I called her a very unchristian name. She could have just said that she wanted Jake back. Why did girls always make the next girlfriend the enemy instead of the guy? It wasn’t as if I’d stolen Jake from her. Did she forget that she’d dumped him?

I tried not to let the comments hurt me, but they did. They talked about my frizzy hair, my breasts, my clothes, my face. The attacks were personal, like tiny missiles, each aimed at a different piece of my heart. I sniffed back the tears. I would not cry.

Taking a deep breath, I allowed the logical side of me to take over. I changed my privacy settings so that only friends could post on my wall, then, one by one, I deleted the ugly words.

Hot tears threatened, but I kept them at bay. I would not give Dana and her dumb friends my tears.
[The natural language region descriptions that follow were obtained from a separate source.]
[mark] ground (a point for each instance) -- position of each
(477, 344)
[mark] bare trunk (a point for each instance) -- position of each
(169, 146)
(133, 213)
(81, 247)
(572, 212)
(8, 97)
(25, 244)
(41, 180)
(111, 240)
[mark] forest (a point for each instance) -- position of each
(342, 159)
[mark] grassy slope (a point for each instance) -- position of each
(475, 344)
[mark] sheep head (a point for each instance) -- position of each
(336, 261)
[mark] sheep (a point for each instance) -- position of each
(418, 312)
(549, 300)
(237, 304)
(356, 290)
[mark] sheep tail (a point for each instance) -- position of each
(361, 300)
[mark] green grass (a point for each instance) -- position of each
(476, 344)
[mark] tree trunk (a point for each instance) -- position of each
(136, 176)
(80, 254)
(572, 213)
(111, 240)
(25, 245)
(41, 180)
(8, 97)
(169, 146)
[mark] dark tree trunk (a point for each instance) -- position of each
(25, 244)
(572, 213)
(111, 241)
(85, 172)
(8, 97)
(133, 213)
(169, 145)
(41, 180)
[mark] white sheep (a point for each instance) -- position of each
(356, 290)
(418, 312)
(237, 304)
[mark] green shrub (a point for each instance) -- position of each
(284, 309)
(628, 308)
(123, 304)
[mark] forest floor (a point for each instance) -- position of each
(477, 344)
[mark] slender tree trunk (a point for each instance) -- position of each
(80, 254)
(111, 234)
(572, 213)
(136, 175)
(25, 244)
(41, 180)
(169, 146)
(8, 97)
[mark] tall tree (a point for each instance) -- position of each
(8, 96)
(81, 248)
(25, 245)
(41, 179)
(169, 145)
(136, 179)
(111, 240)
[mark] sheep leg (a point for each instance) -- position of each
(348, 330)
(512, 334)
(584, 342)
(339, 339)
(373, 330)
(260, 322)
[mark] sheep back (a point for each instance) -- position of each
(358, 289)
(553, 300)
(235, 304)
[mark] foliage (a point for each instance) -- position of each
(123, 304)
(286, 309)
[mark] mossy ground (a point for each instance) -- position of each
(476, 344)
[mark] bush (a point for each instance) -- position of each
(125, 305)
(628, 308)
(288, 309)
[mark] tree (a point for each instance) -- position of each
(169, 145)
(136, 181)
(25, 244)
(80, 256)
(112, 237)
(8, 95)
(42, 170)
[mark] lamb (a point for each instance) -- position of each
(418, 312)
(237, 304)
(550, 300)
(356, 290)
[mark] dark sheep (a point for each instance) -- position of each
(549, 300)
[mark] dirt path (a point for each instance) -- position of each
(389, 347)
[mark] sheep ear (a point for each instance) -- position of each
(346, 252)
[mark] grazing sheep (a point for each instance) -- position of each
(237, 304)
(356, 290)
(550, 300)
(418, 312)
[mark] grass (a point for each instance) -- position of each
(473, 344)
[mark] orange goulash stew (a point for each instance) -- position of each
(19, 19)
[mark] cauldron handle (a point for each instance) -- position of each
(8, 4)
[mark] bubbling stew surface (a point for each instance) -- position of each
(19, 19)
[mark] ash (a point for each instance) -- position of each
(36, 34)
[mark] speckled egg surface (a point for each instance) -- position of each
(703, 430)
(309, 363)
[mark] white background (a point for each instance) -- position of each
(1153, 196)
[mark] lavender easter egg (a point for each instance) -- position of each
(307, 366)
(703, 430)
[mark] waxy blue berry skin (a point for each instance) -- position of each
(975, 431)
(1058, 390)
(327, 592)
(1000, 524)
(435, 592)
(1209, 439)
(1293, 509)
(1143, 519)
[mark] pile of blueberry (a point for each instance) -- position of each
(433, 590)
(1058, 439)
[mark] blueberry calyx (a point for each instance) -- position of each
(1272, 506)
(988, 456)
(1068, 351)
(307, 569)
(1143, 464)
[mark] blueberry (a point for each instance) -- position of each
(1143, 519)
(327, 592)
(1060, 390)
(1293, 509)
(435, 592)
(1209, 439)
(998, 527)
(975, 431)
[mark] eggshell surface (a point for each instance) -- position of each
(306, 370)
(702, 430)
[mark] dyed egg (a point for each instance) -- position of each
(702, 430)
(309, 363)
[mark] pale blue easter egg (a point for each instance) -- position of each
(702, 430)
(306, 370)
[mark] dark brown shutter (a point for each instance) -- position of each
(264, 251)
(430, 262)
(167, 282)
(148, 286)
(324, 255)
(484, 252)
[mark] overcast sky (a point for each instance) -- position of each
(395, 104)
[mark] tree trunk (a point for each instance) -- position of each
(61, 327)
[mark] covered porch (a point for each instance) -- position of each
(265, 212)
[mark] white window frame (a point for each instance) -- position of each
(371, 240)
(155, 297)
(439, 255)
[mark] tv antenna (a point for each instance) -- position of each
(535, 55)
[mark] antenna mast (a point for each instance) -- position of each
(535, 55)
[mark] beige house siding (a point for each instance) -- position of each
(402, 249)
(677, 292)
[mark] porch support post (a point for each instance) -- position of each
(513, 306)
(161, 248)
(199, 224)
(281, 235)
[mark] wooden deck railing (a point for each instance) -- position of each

They didn’t deserve them.

Each word deleted and profile blocked fueled the angry fire that built within me. I was friends with family from back home on this profile. I’d even friended my father, though he rarely used Facebook. How could they do something like this? I’d never done anything to anyone, and now they were calling me names like slut and whore? I was a virgin. I’d only kissed two boys, including Jake. They had gotten me totally and completely wrong.

I growled.

This was all because of Jake. Jake and his stupid plan. The worst part was, he wasn’t even man enough to defend me in the posts, even though he was tagged in them. Just like he hadn’t defended me at lunch during the food fight with his sister.

The urge to find out every sordid detail of his life and turn it over to the cops rose strong. I couldn’t wait to get this deal over with and go back to my regularly scheduled life.

My profile now cleaned, I laid in bed, put on my headphones, and blasted, Mean by Taylor Swift. At the end of the song, I allowed a single tear to fall, closed my eyes, and fell in to a restless sleep.